CfgMgmtCamp 2025 Ghent

How we troubleshoot difficult problems: cognition and understanding causality in distributed software systems
2025-02-04, 09:20–10:10, D.Aud (Main)

Troubleshooting can be one of the most difficult aspects of software operations.

There are several reasons for this. One is that our views of the systems we run are often mediated through limited forms of observability. At their best, such tools tend to show us only state, not how systems got into a state.

Another problem is that issues can be intermittent, and difficult to reproduce. Many of the most challenging issues involve systems that are not broken, merely slow or consuming excessive resources.

There is uncertainty, and, often, there is a lot of pressure to get things resolved quickly. Much of the time, we don't really understand the system end-to-end when we begin an investigation.

So how do we do this work?
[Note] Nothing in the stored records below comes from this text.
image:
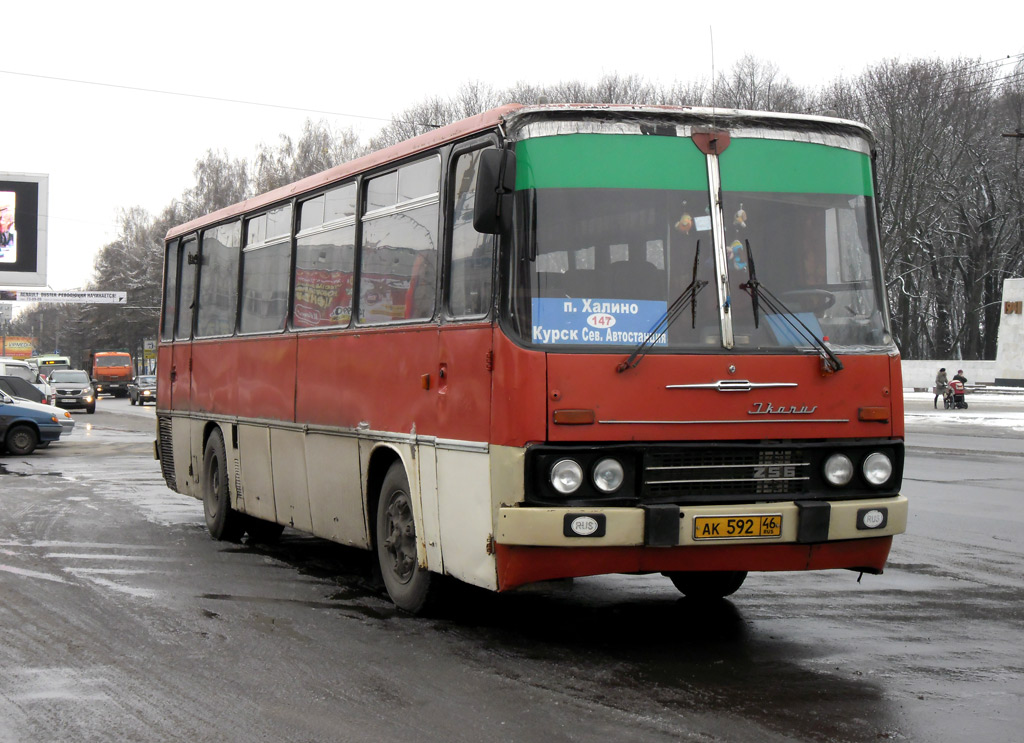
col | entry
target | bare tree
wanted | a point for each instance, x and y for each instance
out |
(758, 85)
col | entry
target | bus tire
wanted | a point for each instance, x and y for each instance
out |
(223, 522)
(408, 583)
(708, 584)
(22, 440)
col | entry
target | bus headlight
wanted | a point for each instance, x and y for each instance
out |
(839, 470)
(608, 475)
(878, 469)
(566, 476)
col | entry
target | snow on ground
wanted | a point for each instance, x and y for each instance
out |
(998, 409)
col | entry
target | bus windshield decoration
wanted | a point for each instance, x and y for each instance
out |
(434, 353)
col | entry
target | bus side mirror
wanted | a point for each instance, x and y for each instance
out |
(495, 183)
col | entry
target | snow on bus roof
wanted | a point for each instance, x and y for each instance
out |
(491, 119)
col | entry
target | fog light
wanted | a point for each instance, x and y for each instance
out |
(878, 469)
(608, 475)
(839, 470)
(566, 476)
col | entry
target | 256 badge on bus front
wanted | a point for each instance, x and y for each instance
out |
(761, 526)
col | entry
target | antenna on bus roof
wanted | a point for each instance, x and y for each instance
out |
(711, 34)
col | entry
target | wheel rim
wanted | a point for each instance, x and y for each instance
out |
(399, 537)
(20, 440)
(213, 487)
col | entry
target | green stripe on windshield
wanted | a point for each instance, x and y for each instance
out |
(625, 161)
(609, 161)
(785, 167)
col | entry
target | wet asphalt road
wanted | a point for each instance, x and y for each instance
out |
(121, 620)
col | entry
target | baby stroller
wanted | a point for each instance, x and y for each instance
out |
(953, 396)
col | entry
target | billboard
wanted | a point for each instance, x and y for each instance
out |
(23, 229)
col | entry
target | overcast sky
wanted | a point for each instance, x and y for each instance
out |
(112, 146)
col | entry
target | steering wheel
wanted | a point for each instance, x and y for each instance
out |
(809, 299)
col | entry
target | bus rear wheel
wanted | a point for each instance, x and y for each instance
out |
(408, 583)
(708, 584)
(223, 522)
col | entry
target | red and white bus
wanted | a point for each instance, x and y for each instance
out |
(549, 342)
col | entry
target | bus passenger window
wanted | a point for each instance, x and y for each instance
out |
(325, 260)
(186, 300)
(470, 258)
(264, 272)
(170, 291)
(218, 280)
(398, 260)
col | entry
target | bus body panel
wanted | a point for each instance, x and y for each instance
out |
(896, 384)
(291, 493)
(256, 496)
(463, 382)
(518, 402)
(465, 515)
(333, 477)
(265, 379)
(368, 380)
(657, 400)
(216, 383)
(165, 356)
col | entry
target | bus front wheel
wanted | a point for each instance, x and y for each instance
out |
(708, 584)
(408, 583)
(224, 523)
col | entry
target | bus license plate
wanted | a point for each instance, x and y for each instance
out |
(763, 526)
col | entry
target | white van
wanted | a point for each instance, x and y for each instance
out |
(22, 369)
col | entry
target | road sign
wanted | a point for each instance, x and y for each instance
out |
(67, 297)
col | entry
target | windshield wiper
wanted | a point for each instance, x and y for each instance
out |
(675, 309)
(829, 362)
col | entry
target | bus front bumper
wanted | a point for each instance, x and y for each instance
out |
(543, 543)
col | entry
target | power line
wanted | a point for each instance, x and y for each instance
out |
(219, 99)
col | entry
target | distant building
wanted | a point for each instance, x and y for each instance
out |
(1010, 347)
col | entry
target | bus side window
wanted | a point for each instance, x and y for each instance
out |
(265, 268)
(218, 280)
(471, 253)
(398, 260)
(170, 291)
(187, 260)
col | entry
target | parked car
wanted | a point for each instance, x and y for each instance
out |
(142, 389)
(74, 389)
(16, 387)
(17, 367)
(24, 426)
(64, 418)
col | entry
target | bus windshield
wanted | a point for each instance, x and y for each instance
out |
(597, 262)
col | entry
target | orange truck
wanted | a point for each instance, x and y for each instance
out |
(112, 373)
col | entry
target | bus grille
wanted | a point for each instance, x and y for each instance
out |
(167, 453)
(715, 473)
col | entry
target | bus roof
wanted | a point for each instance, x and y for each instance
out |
(516, 114)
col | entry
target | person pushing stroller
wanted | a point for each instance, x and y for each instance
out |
(954, 392)
(941, 383)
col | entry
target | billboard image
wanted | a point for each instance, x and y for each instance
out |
(8, 228)
(23, 229)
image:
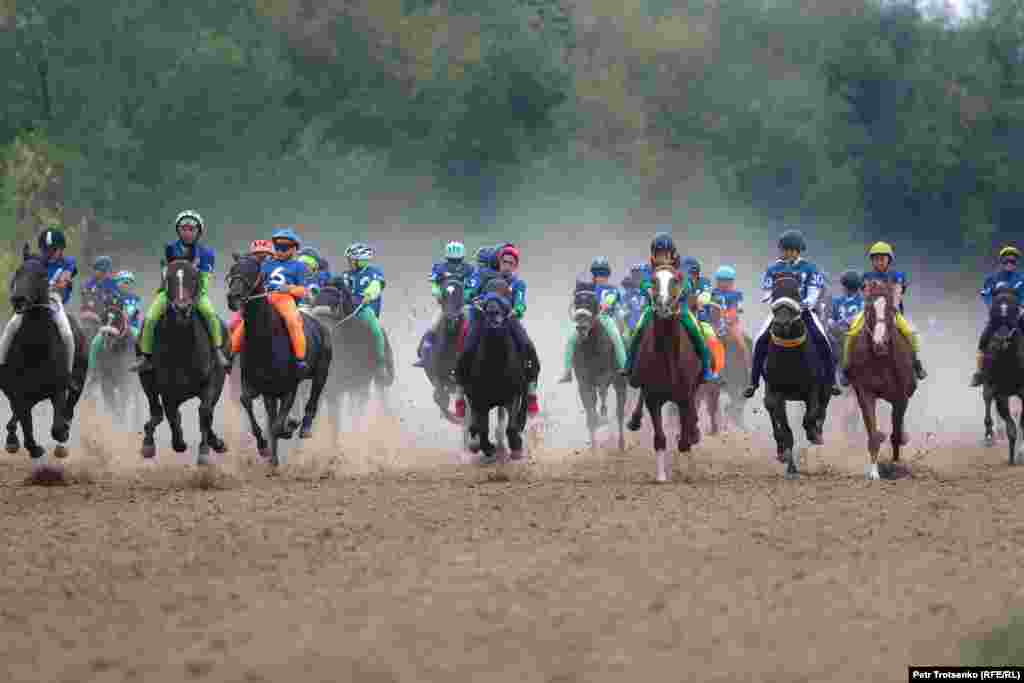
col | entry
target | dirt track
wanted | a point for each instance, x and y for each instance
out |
(574, 569)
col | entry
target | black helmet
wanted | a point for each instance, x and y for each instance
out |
(663, 242)
(793, 240)
(51, 239)
(851, 280)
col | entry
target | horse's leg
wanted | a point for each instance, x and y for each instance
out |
(173, 411)
(13, 444)
(867, 401)
(621, 410)
(312, 403)
(588, 394)
(247, 403)
(987, 397)
(636, 420)
(663, 471)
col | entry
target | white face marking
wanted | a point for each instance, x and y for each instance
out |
(880, 321)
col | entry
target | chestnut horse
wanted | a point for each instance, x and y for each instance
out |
(667, 367)
(881, 367)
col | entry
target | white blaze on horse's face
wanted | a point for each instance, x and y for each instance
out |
(879, 334)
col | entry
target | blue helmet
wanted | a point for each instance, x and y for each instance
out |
(852, 280)
(725, 272)
(793, 239)
(287, 233)
(663, 242)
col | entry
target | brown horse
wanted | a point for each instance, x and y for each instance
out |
(881, 366)
(667, 367)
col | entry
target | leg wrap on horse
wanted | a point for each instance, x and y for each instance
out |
(616, 339)
(369, 317)
(153, 317)
(13, 325)
(64, 327)
(206, 309)
(285, 304)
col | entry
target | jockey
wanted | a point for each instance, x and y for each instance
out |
(260, 250)
(101, 283)
(188, 224)
(882, 255)
(663, 252)
(1009, 257)
(609, 300)
(367, 283)
(845, 310)
(61, 270)
(454, 265)
(731, 301)
(286, 279)
(634, 298)
(792, 245)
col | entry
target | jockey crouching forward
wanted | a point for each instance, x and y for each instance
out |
(608, 302)
(792, 245)
(663, 252)
(285, 279)
(882, 255)
(61, 270)
(1007, 278)
(454, 265)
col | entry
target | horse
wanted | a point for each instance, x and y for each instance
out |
(440, 369)
(594, 367)
(354, 365)
(1005, 378)
(793, 373)
(495, 376)
(36, 368)
(114, 359)
(881, 366)
(268, 368)
(667, 368)
(183, 367)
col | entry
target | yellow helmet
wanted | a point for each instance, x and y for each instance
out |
(882, 249)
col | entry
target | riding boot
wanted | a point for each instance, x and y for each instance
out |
(758, 367)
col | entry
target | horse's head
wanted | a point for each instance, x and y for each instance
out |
(667, 290)
(453, 299)
(181, 287)
(30, 286)
(880, 314)
(585, 309)
(245, 281)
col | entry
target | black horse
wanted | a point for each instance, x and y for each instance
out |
(595, 368)
(495, 376)
(114, 359)
(184, 367)
(440, 369)
(1005, 378)
(354, 368)
(793, 373)
(268, 368)
(36, 368)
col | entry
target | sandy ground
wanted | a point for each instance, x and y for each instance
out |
(388, 561)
This talk will dive into what we know about how the best troubleshooters succeed at their work, combining what we know from cognitive science research on 'cognition in the wild' in a variety of domains with my own research on troubleshooting activities in software.

Laura has been a software engineer and Site Reliability Engineer for over two decades. She has worked at both small startups and large organisations such as Slack and Google. Laura has contributed to several books on SRE, such as the Site Reliability Engineering book, Seeking SRE, and 97 Things Every SRE Should Know, and is currently is completing her MSc in Human Factors and Systems Safety at Lund University. She lives in rural Ireland in a small village full of medieval ruins.